If your soc2 or hipaa references the internet archive, you probably deserve to fail.

blell 9 hours ago||

That’s good. I don’t like archival sites. Let things disappear.

braebo 8 hours ago|

Yea.. I’ve noticed data hoarding largely resembles yet-another form of death denialism.

OGEnthusiast 10 hours ago||

If most of the Internet is AI-generated slop (as is already the case), is there really any value in expensing so much bandwidth and storage to preserve it? And on the flip side, I'd imagine the value of a pre-2022 (ChatGPT launch) Internet snapshot on physical media will probably increase astronomically.

nicole_express 10 hours ago||

The sites that are most valuable to preserve are likely the same ones that are most likely to put up barriers to archiving

ninjagoo 10 hours ago||

Perhaps the AI slop isn't worth preserving, but the unarchivability of news and other useful content has implications for future public discourse, historians, legal matters and who knows what else.

In the past libraries used to preserve copies of various newspapers, including on microfiche, so it was not quite feasible to make history vanish. With print no longer out there, the modern historical record becomes spotty if websites cannot be archived.

Perhaps there needs to be a fair-use exception or even a (god forbid!) legal requirement to allow archivability? If a website is open to the public, shouldn't it be archivable?

phatfish 7 hours ago||

Erm, there is still a newspaper stand in the supermarket I go to (Wallmart for the Americans). Not sure if the British library keeps a copy of the print news I see, but they should!

sejje 10 hours ago|

This is a good thing, IMO.

I am sad about link rot and old content disappearing, but it's better than everything be saved for all time, to be used against folks in the future.

GaryBluto 9 hours ago||

> I am sad about link rot and old content disappearing, but it's better than everything be saved for all time, to be used against folks in the future.

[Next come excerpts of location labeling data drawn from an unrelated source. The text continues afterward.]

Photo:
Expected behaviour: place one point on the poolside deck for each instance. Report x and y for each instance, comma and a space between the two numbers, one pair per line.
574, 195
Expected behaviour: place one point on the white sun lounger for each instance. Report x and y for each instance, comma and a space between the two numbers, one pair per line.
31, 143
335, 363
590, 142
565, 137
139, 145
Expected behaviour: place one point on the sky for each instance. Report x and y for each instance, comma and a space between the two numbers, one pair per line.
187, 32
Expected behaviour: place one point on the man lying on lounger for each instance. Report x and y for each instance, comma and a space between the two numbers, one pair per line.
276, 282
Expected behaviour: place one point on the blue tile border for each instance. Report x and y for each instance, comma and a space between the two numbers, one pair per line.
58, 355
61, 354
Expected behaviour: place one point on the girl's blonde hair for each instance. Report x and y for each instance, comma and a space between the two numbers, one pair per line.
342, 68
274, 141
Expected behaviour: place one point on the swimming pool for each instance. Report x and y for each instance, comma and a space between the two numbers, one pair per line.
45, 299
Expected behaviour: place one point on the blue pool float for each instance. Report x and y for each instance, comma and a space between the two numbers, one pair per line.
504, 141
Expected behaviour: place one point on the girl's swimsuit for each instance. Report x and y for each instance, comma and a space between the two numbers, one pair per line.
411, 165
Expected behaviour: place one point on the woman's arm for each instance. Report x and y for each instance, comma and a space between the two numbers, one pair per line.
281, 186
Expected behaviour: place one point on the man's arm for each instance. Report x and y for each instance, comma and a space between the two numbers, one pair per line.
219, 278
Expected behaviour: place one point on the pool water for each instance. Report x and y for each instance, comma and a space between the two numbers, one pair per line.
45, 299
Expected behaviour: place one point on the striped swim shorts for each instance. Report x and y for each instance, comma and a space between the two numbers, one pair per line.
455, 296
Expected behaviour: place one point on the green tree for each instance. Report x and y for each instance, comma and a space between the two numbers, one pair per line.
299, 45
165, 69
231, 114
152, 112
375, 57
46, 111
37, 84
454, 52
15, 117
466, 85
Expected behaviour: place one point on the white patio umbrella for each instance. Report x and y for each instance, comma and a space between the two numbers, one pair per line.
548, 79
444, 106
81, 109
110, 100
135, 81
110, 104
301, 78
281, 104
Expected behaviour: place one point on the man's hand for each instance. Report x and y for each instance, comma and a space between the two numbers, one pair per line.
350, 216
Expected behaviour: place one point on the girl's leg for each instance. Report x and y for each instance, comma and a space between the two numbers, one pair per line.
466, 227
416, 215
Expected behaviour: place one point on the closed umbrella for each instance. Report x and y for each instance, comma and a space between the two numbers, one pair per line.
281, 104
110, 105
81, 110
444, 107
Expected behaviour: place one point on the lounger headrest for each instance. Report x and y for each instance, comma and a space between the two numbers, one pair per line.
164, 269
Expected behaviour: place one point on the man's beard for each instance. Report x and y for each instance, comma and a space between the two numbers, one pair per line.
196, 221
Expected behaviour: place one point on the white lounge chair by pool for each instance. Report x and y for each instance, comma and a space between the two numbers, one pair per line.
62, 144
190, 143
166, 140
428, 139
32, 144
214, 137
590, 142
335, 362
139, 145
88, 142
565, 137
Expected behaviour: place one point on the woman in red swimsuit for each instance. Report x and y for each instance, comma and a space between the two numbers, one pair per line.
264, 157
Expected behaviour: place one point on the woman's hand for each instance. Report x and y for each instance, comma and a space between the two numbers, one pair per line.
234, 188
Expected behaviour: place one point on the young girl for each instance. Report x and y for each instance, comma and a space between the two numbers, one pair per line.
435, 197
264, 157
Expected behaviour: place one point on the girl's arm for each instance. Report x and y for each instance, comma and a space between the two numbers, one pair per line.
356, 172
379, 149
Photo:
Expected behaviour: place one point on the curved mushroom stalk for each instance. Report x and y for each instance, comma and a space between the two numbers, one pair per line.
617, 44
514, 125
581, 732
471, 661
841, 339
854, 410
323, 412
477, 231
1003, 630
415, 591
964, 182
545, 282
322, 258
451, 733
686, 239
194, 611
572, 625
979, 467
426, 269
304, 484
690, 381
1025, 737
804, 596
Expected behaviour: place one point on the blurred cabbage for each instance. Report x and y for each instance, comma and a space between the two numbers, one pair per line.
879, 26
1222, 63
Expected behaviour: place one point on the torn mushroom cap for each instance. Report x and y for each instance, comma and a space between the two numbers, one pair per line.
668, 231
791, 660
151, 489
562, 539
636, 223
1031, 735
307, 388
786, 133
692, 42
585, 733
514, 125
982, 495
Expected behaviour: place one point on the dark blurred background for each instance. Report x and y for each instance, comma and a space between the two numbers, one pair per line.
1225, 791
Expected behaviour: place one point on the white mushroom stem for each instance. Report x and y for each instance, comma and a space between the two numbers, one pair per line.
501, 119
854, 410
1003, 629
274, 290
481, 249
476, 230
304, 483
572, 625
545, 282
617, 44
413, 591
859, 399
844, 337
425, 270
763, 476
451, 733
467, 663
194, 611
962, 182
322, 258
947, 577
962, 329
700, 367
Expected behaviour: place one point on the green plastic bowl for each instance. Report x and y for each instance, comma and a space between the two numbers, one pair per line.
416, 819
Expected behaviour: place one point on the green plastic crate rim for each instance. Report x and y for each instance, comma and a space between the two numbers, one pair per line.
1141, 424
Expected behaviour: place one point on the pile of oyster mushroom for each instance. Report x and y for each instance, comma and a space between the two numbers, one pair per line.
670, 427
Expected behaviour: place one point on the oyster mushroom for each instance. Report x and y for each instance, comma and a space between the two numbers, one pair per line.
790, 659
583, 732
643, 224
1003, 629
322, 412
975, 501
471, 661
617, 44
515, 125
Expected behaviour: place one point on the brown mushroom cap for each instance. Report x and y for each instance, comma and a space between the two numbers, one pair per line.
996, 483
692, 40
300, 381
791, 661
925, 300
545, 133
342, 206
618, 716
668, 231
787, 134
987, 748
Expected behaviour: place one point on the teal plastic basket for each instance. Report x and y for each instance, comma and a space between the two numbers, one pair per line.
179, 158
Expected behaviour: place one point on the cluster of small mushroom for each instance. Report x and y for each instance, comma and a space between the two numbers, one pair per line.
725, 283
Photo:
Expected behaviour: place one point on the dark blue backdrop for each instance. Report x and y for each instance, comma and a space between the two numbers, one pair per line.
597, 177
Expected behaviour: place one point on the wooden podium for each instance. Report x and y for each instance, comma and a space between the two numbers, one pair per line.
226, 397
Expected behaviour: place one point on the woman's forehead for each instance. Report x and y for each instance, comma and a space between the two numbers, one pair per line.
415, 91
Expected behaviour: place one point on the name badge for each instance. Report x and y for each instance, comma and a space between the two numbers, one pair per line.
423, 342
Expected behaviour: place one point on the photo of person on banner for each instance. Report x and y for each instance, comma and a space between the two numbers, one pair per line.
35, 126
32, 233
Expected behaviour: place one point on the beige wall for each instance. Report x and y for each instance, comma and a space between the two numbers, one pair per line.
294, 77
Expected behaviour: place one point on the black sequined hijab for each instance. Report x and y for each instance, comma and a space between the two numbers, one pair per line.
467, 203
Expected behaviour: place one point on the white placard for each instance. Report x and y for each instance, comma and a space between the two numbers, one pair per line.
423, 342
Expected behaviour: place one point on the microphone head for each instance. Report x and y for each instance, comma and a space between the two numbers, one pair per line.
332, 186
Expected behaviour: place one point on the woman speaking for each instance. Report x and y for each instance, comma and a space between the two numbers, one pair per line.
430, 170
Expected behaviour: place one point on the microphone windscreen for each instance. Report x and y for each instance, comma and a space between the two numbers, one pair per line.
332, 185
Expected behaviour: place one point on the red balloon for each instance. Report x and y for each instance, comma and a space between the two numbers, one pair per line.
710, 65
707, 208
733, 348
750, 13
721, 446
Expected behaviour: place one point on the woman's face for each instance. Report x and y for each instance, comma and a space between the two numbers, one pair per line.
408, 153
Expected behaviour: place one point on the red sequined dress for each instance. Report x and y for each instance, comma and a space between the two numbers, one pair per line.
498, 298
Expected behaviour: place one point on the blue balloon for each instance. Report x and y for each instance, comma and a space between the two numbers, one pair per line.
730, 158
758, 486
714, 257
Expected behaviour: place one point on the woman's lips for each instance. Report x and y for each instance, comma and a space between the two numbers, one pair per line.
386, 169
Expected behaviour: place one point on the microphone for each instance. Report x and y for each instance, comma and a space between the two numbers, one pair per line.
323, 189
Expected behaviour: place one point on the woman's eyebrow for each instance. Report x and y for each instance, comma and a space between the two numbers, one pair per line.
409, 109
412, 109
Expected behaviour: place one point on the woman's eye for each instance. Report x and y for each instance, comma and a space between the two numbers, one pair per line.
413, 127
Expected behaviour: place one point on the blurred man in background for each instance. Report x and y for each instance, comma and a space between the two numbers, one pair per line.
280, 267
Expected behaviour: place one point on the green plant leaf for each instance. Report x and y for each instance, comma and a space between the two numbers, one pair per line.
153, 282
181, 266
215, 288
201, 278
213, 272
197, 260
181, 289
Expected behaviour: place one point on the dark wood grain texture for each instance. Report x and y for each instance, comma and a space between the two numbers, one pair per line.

I don't understand this line of thinking. I see it a lot on HN these days, and every time I do I think to myself "Can't you realize that if things kept on being erased we'd learn nothing from anything, ever?"

I've started archiving every site I have bookmarked in case of such an eventuality when they go down. The majority of websites don't have anything to be used against the "folks" who made them. (I don't think there's anything particularly scandalous about caring for doves or building model planes)

otterley 10 hours ago|||

Consider the impact, though, on our ability to learn and benefit from history. If the records of people’s activities cannot be preserved, are we doomed to live in ignorance?

sejje 9 hours ago|||

I don't think so. Most of my original creations were before the archiving started, and those things are lost. But they weren't the kind of history you learn and benefit from--nor is most of the internet.

The truly important stuff exists in many forms, not just online/digital. Or will be archived with increased effort, because it's worth it.

otterley 9 hours ago|||

Like it or not, the Internet is today’s store of record for a significant proportion—if not the majority—of the world’s activities.

If you don’t want your bad behavior preserved for the historical record, perhaps a better answer is to not engage in bad behavior instead of relying on some sort of historical eraser.

sejje 8 hours ago||

Behavior that isn't bad, becomes bad retrospectively after a regime change

otterley 7 hours ago||

That's a risk we all take. Not that long ago, homophobia was the norm. Being on the wrong side of history can be uncomfortable, but people do forgive when given the right context.

nine_k 9 hours ago|||

Think about the stuff archeologists get to work with.

ninjagoo 9 hours ago|||

What's that famous quote - those who do not learn from history ...

BUT, it's hard to learn from history if there's no history to learn...

TheRealPomax 9 hours ago|||

Kind of the "think of the children" argument: most things that are worth archiving have nothing to do with content that can be used against someone in the future. But the raw volume is making it impossible to filter out the worthwhile stuff from the slop (all forms of, not just AI), even with automation (again, not AI, we've been doing NLP using regular old ML for decades now).

UltraSane 9 hours ago||

Man I cannot disagree more. This is a terrible thing.